Zero-interaction remote wormable hijack hole blasts Symantec kit

Google blasts AV security with 'patch or pay the price' red alert


Scores (or thousands, or millions) of enterprise and home Symantec users are open to remote compromise through multiple now-patched (where possible) wormable remote code execution holes described by Google as 'as bad as it gets'.

The flaws are "100 percent" reliable against Symantec's Norton Antivirus and Endpoint according to renowned hacker Tavis Ormandy from Google's Project Zero initiative.

"These vulnerabilities are as bad as it gets," Ormandy says.

"They don’t require any user interaction, they affect the default configuration, and the software runs at the highest privilege levels possible."

It could easily result in a worm which could realistically spread rapidly between Symantec users via email or web links.

Victims would not even need to open the malicious files to be compromised.

"An attacker could easily compromise an entire enterprise fleet using a vulnerability like this," Ormandy says.

"Network administrators should keep scenarios like this in mind when deciding to deploy anti-virus [because] it’s a significant tradeoff in terms of increasing attack surface."

Affected products include Norton Security, Norton 360, Endpoint Protection, Email Security, the Protection Engine, and others.

Some of those platforms cannot be upgraded. The many users of pirate copies of Symantec's products would also likely be affected since many cracked applications block update mechanisms.

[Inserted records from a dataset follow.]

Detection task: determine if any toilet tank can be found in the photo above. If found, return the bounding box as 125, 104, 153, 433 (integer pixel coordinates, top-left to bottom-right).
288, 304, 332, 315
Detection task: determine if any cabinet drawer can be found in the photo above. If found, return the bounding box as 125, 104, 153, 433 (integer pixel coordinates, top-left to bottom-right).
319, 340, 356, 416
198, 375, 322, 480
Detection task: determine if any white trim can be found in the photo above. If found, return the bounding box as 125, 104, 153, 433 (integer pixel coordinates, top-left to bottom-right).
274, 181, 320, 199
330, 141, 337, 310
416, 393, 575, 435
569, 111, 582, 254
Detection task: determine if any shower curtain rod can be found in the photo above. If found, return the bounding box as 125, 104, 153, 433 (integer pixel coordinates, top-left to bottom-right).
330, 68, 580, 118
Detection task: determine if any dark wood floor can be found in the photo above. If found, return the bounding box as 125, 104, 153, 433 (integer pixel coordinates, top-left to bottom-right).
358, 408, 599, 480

The problems lie in part with Symantec's unpacking engines which run in the kernel. The company also used code for its decomposer that was derived from open source libraries such as libmspack and unrarsrc which had not been updated for some seven years.

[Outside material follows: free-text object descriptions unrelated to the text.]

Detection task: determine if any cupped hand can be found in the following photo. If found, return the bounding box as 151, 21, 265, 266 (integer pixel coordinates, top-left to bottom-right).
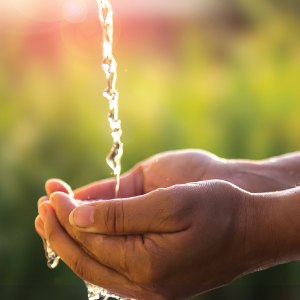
38, 180, 300, 300
36, 149, 221, 223
37, 149, 300, 208
38, 180, 254, 299
35, 149, 300, 299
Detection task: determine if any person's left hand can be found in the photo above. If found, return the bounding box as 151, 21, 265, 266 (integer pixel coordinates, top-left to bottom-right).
35, 179, 299, 300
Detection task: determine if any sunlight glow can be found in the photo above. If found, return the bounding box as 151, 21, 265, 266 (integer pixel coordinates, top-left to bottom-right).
62, 0, 88, 23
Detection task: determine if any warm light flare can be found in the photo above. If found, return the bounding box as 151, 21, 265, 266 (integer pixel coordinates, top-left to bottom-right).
0, 0, 91, 23
1, 0, 208, 23
62, 0, 88, 23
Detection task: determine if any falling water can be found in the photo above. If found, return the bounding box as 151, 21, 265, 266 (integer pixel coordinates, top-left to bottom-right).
98, 0, 124, 196
43, 1, 124, 299
82, 2, 124, 298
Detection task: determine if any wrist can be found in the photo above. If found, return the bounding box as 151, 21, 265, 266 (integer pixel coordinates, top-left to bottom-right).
223, 159, 295, 192
243, 189, 300, 274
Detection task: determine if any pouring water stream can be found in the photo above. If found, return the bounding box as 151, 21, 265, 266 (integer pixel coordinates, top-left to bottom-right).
44, 1, 125, 299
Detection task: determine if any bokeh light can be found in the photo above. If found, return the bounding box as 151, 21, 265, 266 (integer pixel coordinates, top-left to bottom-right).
62, 0, 88, 24
1, 0, 300, 299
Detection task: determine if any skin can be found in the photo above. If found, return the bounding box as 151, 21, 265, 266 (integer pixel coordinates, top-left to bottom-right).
35, 150, 300, 299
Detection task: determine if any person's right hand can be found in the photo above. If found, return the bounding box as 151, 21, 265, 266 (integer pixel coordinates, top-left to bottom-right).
136, 150, 300, 193
41, 150, 300, 204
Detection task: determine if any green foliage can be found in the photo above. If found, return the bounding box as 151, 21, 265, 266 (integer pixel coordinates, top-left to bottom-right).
0, 6, 299, 300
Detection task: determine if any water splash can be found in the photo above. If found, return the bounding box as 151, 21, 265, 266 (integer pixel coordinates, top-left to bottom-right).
85, 282, 122, 300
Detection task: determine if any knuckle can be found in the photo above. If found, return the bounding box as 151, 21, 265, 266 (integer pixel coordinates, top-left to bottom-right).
155, 187, 176, 209
103, 200, 125, 234
199, 180, 239, 203
211, 180, 235, 193
161, 186, 190, 224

Symantec is the latest to fall to Ormandy's security testing of antivirus products, but has fallen hardest. Comodo, ESET, Kaspersky, and Fireeye are among those tested.

The security company has posted a security notice confirming the flaws.

It says it has added "additional checks" to its secure development lifecycle to spot similar flaws in the future, adding it has not seen in-the-wild attacks.

Users should:

  • Restrict access to administrative or management systems to authorised privileged users.
  • Restrict remote access, if required, to trusted / authorised systems only.
  • Run under the principle of least privilege where possible to limit the impact of potential exploit.
  • Keep all operating systems and applications current with vendor patches.
  • Follow a multi-layered approach to security. At a minimum, run both firewall and anti-malware applications to provide multiple points of detection and protection to both inbound and outbound threats.
  • Deploy network- and host-based intrusion detection systems to monitor network traffic for signs of anomalous or suspicious activity. This may aid in the detection of attacks or malicious activity related to the exploitation of latent vulnerabilities.